As I stood in the bathroom staring down at the test in my hand, the two lines told me that my life and my husband’s life would never be the same. I was sure that if God was going to allow us to have a baby at this point in our lives, He must have made some very serious mistake.
Planning has never really been my thing. I cannot tell you what outfit I will put on in the morning, nor can I tell you what my plans for tomorrow will be. Life has always been more appealing to me when the insignificant details of the future are unknown.
However, going into my senior year of college, I had the big events of the next 10 years decided. I would graduate in May, find a job in the same community as my college, work to establish my career and have my caring husband by my side the whole way. Then, we would start a family.
Evidently, I forgot to check with God to see what His plans were. I never thought to discuss what I had in mind because the plan seemed so perfect to me. In my forgetfulness, He needed to remind me who was in control of my life. A minor car accident might have done the trick for a short while, but a child would be a permanent reminder.
On that day in August, less than two weeks before beginning my senior year of college, I learned that a baby would be in my near future. The fear that flooded over me was like nothing I had ever felt. Tears and shaking became uncontrollable; I ran to show my husband the positive test. He was as calm as I was terrified, and he said his three favorite words, “It’ll be okay.” I was far too irrational to believe him.
Even my parents could not convince me that my life would not be a disaster. I had a million reasons why now was a bad time to have a baby. We have no money, our house is too small, and our dogs are too big. We were just not ready. In calmer moments, I knew that I should consider myself fortunate. I attended high school with many girls who faced pregnancy as single teenagers without knowing which guys fathered their babies. I also know of women who try to have a baby for years without success. Yet fear was still gripping me.

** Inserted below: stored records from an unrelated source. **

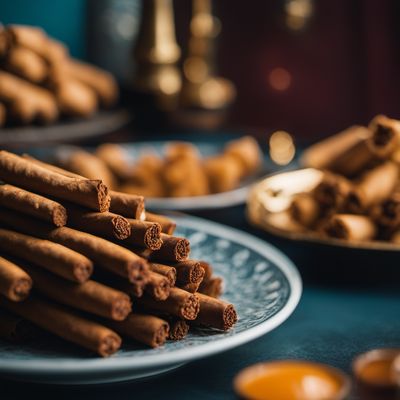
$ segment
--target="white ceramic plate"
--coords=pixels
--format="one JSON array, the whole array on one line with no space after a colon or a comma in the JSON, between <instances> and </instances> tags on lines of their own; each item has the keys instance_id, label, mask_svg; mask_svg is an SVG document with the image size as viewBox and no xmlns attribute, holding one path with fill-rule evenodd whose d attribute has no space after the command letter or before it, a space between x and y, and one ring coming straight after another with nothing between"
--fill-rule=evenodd
<instances>
[{"instance_id":1,"label":"white ceramic plate","mask_svg":"<svg viewBox=\"0 0 400 400\"><path fill-rule=\"evenodd\" d=\"M363 252L394 252L400 246L389 241L347 241L305 230L293 221L289 206L294 195L311 192L321 181L323 173L314 168L304 168L269 176L254 185L247 199L249 221L273 235L316 245L361 250Z\"/></svg>"},{"instance_id":2,"label":"white ceramic plate","mask_svg":"<svg viewBox=\"0 0 400 400\"><path fill-rule=\"evenodd\" d=\"M57 338L25 346L0 341L0 375L47 383L104 383L136 379L176 368L247 343L284 322L299 302L301 278L292 262L270 244L249 234L194 217L176 217L192 258L209 261L224 278L223 298L239 321L226 333L206 328L158 349L129 341L108 359L94 357Z\"/></svg>"}]
</instances>

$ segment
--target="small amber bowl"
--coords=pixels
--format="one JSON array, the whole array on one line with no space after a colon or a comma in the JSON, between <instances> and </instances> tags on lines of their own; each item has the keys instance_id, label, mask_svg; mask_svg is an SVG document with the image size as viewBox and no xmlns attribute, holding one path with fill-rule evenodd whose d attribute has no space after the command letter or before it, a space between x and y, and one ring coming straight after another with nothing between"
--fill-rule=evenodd
<instances>
[{"instance_id":1,"label":"small amber bowl","mask_svg":"<svg viewBox=\"0 0 400 400\"><path fill-rule=\"evenodd\" d=\"M396 381L397 390L400 391L400 354L393 361L394 379Z\"/></svg>"},{"instance_id":2,"label":"small amber bowl","mask_svg":"<svg viewBox=\"0 0 400 400\"><path fill-rule=\"evenodd\" d=\"M329 365L282 360L245 368L236 375L234 389L246 400L345 400L351 383Z\"/></svg>"},{"instance_id":3,"label":"small amber bowl","mask_svg":"<svg viewBox=\"0 0 400 400\"><path fill-rule=\"evenodd\" d=\"M355 358L352 365L353 374L361 398L393 398L398 390L395 360L399 356L400 349L375 349ZM398 379L400 380L400 376Z\"/></svg>"}]
</instances>

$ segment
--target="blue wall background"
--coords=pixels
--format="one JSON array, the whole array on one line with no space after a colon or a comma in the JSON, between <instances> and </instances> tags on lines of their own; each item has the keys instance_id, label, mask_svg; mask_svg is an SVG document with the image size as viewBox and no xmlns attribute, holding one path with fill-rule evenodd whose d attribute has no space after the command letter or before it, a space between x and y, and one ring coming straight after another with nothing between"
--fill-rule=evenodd
<instances>
[{"instance_id":1,"label":"blue wall background","mask_svg":"<svg viewBox=\"0 0 400 400\"><path fill-rule=\"evenodd\" d=\"M1 0L0 22L40 26L74 57L86 57L85 0Z\"/></svg>"}]
</instances>

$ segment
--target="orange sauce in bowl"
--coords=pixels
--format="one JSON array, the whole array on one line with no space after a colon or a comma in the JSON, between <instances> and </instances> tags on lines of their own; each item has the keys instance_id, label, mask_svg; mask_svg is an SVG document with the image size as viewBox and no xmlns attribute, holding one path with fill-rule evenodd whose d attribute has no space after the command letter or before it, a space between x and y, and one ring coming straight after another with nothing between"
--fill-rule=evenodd
<instances>
[{"instance_id":1,"label":"orange sauce in bowl","mask_svg":"<svg viewBox=\"0 0 400 400\"><path fill-rule=\"evenodd\" d=\"M236 376L234 386L248 400L342 400L350 384L335 368L288 360L248 367Z\"/></svg>"},{"instance_id":2,"label":"orange sauce in bowl","mask_svg":"<svg viewBox=\"0 0 400 400\"><path fill-rule=\"evenodd\" d=\"M366 364L359 372L359 378L363 382L379 386L394 385L392 371L393 360L374 360Z\"/></svg>"},{"instance_id":3,"label":"orange sauce in bowl","mask_svg":"<svg viewBox=\"0 0 400 400\"><path fill-rule=\"evenodd\" d=\"M398 356L400 356L400 349L368 351L354 360L354 374L364 384L378 387L395 386L394 361Z\"/></svg>"}]
</instances>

I was finally able to accept that a child was growing inside of me when I thought I was going to lose the baby. After nearly a week of stabbing side pains and severe lower back pain, I called a doctor. My symptoms could be signs of an ectopic pregnancy, and the doctor said I needed to go to the emergency room. An ectopic pregnancy often ends in a miscarriage. The fear that I felt, realizing I could lose the baby, was every bit as strong as my initial fear of having a child.
Relief swept over me when I learned that the baby was developing just as she should. Seeing her for the first time during the ultrasound was an indescribable feeling; I could handle having a baby any time!
Shortly after my trip to the hospital, I heard Proverbs 19:21, “Many are the plans in a human’s heart, but it is the Lord’s purpose that prevails” (TNIV). God planned for me to have a baby at this point in my life; He also has an amazing purpose for my baby’s life.
My husband was right. It’ll be okay.